Entscheidungsstichwort (Thema)

Nichtzulassungsbeschwerde: Entscheidung über die Abhilfe durch das FG

 

Leitsatz (NV)

Einer Abhilfeentscheidung über die eingelegte Nichtzulassungsbeschwerde durch das FG bedarf es nicht, wenn die unmittelbar beim BFH angebrachte Beschwerde offensichtlich unzulässig ist.

 

Normenkette

FGO § 115 Abs. 5 S. 1 (§ 130 Abs. 1)

 

Verfahrensgang

FG Baden-Württemberg

 

Tatbestand

Der Kläger ist von Beruf Rechtsanwalt.

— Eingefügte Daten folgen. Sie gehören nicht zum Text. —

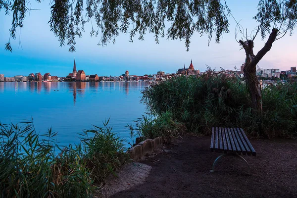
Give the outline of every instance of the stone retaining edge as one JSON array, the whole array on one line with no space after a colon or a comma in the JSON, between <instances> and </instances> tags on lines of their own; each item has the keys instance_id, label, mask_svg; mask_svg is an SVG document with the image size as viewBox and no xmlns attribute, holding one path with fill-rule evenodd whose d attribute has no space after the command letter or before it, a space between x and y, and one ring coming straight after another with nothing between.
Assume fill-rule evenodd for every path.
<instances>
[{"instance_id":1,"label":"stone retaining edge","mask_svg":"<svg viewBox=\"0 0 297 198\"><path fill-rule=\"evenodd\" d=\"M147 154L151 153L153 150L162 145L162 138L159 137L154 139L147 139L129 148L127 152L134 161L144 159Z\"/></svg>"}]
</instances>

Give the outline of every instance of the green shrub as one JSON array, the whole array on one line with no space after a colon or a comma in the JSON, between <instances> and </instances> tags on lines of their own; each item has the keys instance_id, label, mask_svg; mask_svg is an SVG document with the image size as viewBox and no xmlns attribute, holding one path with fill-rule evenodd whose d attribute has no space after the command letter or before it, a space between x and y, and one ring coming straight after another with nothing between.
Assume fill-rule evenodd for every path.
<instances>
[{"instance_id":1,"label":"green shrub","mask_svg":"<svg viewBox=\"0 0 297 198\"><path fill-rule=\"evenodd\" d=\"M172 119L193 132L209 134L212 126L240 127L251 136L296 135L296 84L278 84L262 90L263 113L254 113L244 82L211 73L182 76L149 86L142 101L157 117L169 112Z\"/></svg>"},{"instance_id":2,"label":"green shrub","mask_svg":"<svg viewBox=\"0 0 297 198\"><path fill-rule=\"evenodd\" d=\"M103 127L94 126L94 129L84 130L82 138L87 166L91 170L95 182L99 183L104 182L109 173L114 174L129 157L125 152L124 140L107 126L109 121L103 123Z\"/></svg>"},{"instance_id":3,"label":"green shrub","mask_svg":"<svg viewBox=\"0 0 297 198\"><path fill-rule=\"evenodd\" d=\"M0 123L1 197L91 197L93 182L102 186L126 159L123 140L107 123L84 130L78 145L61 148L51 129L39 135L32 121Z\"/></svg>"},{"instance_id":4,"label":"green shrub","mask_svg":"<svg viewBox=\"0 0 297 198\"><path fill-rule=\"evenodd\" d=\"M132 125L128 125L127 127L130 130L133 140L135 136L141 138L138 142L162 137L164 142L166 143L173 137L184 133L187 130L183 123L176 122L172 118L172 113L169 112L162 113L156 117L150 115L143 115L142 118L135 121L135 127Z\"/></svg>"}]
</instances>

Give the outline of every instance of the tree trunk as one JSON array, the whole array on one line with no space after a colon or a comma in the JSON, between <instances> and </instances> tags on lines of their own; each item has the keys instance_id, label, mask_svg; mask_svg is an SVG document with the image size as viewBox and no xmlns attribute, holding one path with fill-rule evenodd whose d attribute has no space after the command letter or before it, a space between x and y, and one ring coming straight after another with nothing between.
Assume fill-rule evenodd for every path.
<instances>
[{"instance_id":1,"label":"tree trunk","mask_svg":"<svg viewBox=\"0 0 297 198\"><path fill-rule=\"evenodd\" d=\"M248 56L249 58L248 58ZM262 96L261 86L256 75L256 65L252 64L251 58L253 54L247 53L246 65L244 68L244 74L246 83L251 98L251 107L259 112L262 112Z\"/></svg>"},{"instance_id":2,"label":"tree trunk","mask_svg":"<svg viewBox=\"0 0 297 198\"><path fill-rule=\"evenodd\" d=\"M271 49L272 43L275 41L277 36L277 29L272 29L267 42L256 55L254 54L253 51L253 40L248 40L245 42L239 41L240 45L245 49L247 55L244 74L251 98L251 106L255 112L257 111L260 113L262 113L262 96L261 86L256 75L256 66L263 56Z\"/></svg>"}]
</instances>

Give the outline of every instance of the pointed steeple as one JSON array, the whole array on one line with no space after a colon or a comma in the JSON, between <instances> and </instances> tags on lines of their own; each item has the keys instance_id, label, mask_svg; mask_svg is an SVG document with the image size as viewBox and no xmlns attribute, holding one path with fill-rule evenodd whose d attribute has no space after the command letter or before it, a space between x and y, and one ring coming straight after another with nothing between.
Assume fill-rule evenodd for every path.
<instances>
[{"instance_id":1,"label":"pointed steeple","mask_svg":"<svg viewBox=\"0 0 297 198\"><path fill-rule=\"evenodd\" d=\"M190 64L190 66L189 67L189 69L191 70L195 70L194 66L193 66L193 64L192 62L192 59L191 59L191 64Z\"/></svg>"},{"instance_id":2,"label":"pointed steeple","mask_svg":"<svg viewBox=\"0 0 297 198\"><path fill-rule=\"evenodd\" d=\"M73 72L77 72L76 71L76 64L75 64L75 58L74 58L74 64L73 65Z\"/></svg>"},{"instance_id":3,"label":"pointed steeple","mask_svg":"<svg viewBox=\"0 0 297 198\"><path fill-rule=\"evenodd\" d=\"M73 64L73 71L72 71L72 77L75 78L76 77L76 64L75 64L75 58L74 58L74 64Z\"/></svg>"}]
</instances>

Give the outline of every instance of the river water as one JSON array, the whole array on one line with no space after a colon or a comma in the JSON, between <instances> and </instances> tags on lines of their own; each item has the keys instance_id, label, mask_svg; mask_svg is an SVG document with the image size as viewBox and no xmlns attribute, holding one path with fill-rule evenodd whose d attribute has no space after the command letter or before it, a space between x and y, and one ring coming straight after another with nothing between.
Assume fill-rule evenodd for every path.
<instances>
[{"instance_id":1,"label":"river water","mask_svg":"<svg viewBox=\"0 0 297 198\"><path fill-rule=\"evenodd\" d=\"M78 143L82 129L102 126L131 142L125 126L140 117L144 82L0 82L0 122L33 119L38 132L50 127L59 145ZM127 143L125 143L126 145Z\"/></svg>"}]
</instances>

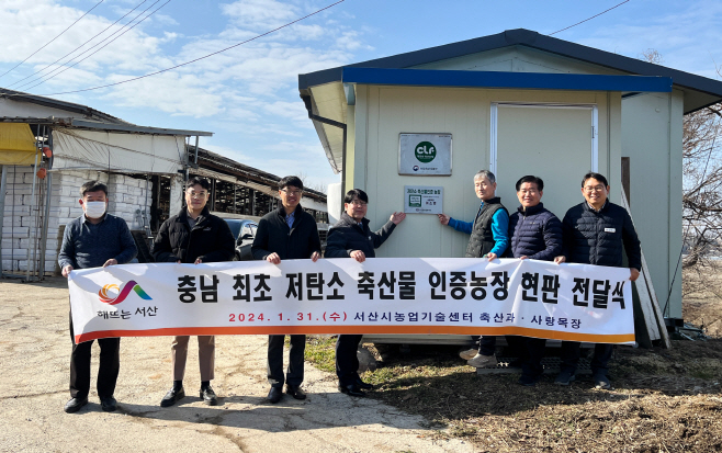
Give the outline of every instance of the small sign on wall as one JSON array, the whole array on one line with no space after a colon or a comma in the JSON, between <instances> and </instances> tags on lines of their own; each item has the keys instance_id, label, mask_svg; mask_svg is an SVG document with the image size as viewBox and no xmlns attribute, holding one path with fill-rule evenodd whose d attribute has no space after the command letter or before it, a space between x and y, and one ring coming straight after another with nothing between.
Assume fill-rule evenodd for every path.
<instances>
[{"instance_id":1,"label":"small sign on wall","mask_svg":"<svg viewBox=\"0 0 722 453\"><path fill-rule=\"evenodd\" d=\"M398 174L451 175L451 134L399 134Z\"/></svg>"},{"instance_id":2,"label":"small sign on wall","mask_svg":"<svg viewBox=\"0 0 722 453\"><path fill-rule=\"evenodd\" d=\"M443 188L404 185L404 212L407 214L441 214Z\"/></svg>"}]
</instances>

Mit ihm am 23. Oktober 1987 zugestelltem Urteil hat das Finanzgericht (FG) seine wegen Einkommensteuer 1981 und 1982 erhobene Klage ohne Zulassung der Revision abgewiesen. In der Rechtsmittelbelehrung des FG ist u. a. ausgeführt, daß die Nichtzulassung der Revision selbständig durch Beschwerde innerhalb eines Monats nach Zustellung des Urteils angefochten werden kann und daß die Beschwerde beim FG (genaue Anschrift ist angegeben) einzulegen ist. Außerdem ist darauf hingewiesen, daß in der Beschwerdeschrift die grundsätzliche Bedeutung der Rechtssache dargelegt oder die Entscheidung des Bundesfinanzhofs (BFH), von der das Urteil des FG abweicht, oder der gerügte Verfahrensmangel bezeichnet werden muß.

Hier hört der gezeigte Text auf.